All studies, regardless of the results of their methodological quality, will undergo data extraction and synthesis (where possible).
Data will be extracted from studies included in the review by two independent reviewers using the standardized JBI data extraction tool within JBI SUMARI.19 The data extracted will include specific details about the populations, study methods, interventions, and outcomes of significance to the review objective. Any disagreements that arise between the reviewers will be resolved through discussion or with a third reviewer. Authors of papers will be contacted to request missing or additional data, where required.

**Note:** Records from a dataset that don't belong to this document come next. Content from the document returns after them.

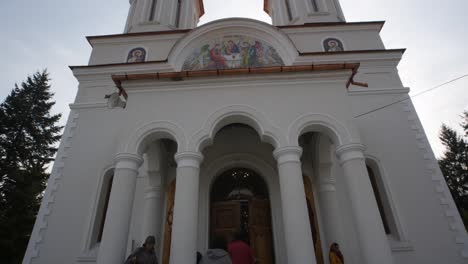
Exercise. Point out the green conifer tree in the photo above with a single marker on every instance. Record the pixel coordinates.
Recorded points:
(28, 134)
(454, 165)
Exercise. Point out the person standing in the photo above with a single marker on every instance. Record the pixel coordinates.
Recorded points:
(336, 257)
(217, 254)
(145, 254)
(240, 251)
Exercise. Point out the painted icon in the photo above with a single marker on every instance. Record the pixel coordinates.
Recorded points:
(136, 55)
(333, 45)
(230, 52)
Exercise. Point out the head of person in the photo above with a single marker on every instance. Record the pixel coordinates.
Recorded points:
(150, 241)
(240, 235)
(219, 242)
(137, 53)
(335, 247)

Studies will, where possible, be pooled with statistical meta-analysis using JBI SUMARI. Effect sizes will be expressed as either odds ratios (for dichotomous data) or weighted (or standardized) final post-intervention mean differences (for continuous data), and their 95% confidence intervals will be calculated for analysis. Heterogeneity will be assessed statistically using the standard χ2 and I2 tests. Statistical analyses will be performed via the fixed effect model.21 Sensitivity analyses will be conducted to test decisions made regarding the inclusion or exclusion of studies during the review process. Where statistical pooling is not possible, the findings will be presented in narrative form including tables and figures to aid in data presentation, where appropriate.
A funnel plot will be generated using janovi 1.1.9 (The janovi project, Sydney, Australia) to assess publication bias if there are 10 or more studies included in a meta-analysis. Statistical tests for funnel plot asymmetry (Egger test, Begg test, Harbord test) will be performed where appropriate.
Assessing certainty in the findings
The Grading of Recommendations, Assessment, Development and Evaluation (GRADE) approach for grading the certainty of evidence will be followed and a Summary of Findings (SoF) will be created using GRADEpro GDT Free 2019 (McMaster University, ON, Canada). The SoF will present the following information where appropriate: absolute risks for the treatment and control, estimates of relative risk, and a ranking of the quality of the evidence based on the risk of bias, directness, heterogeneity, precision and risk of publication bias of the review results. The outcomes reported in the SoF will be: mortality, days of hospital stay, percent needing mechanical ventilation, percent needing ICU stay, length of stay in ICU, percent needing surgical intervention (cholecystectomy or necrosectomy), and pain.
This systematic review acts as partial contribution towards a Doctor of Nursing Practice (DNP) degree for authors CE and RO.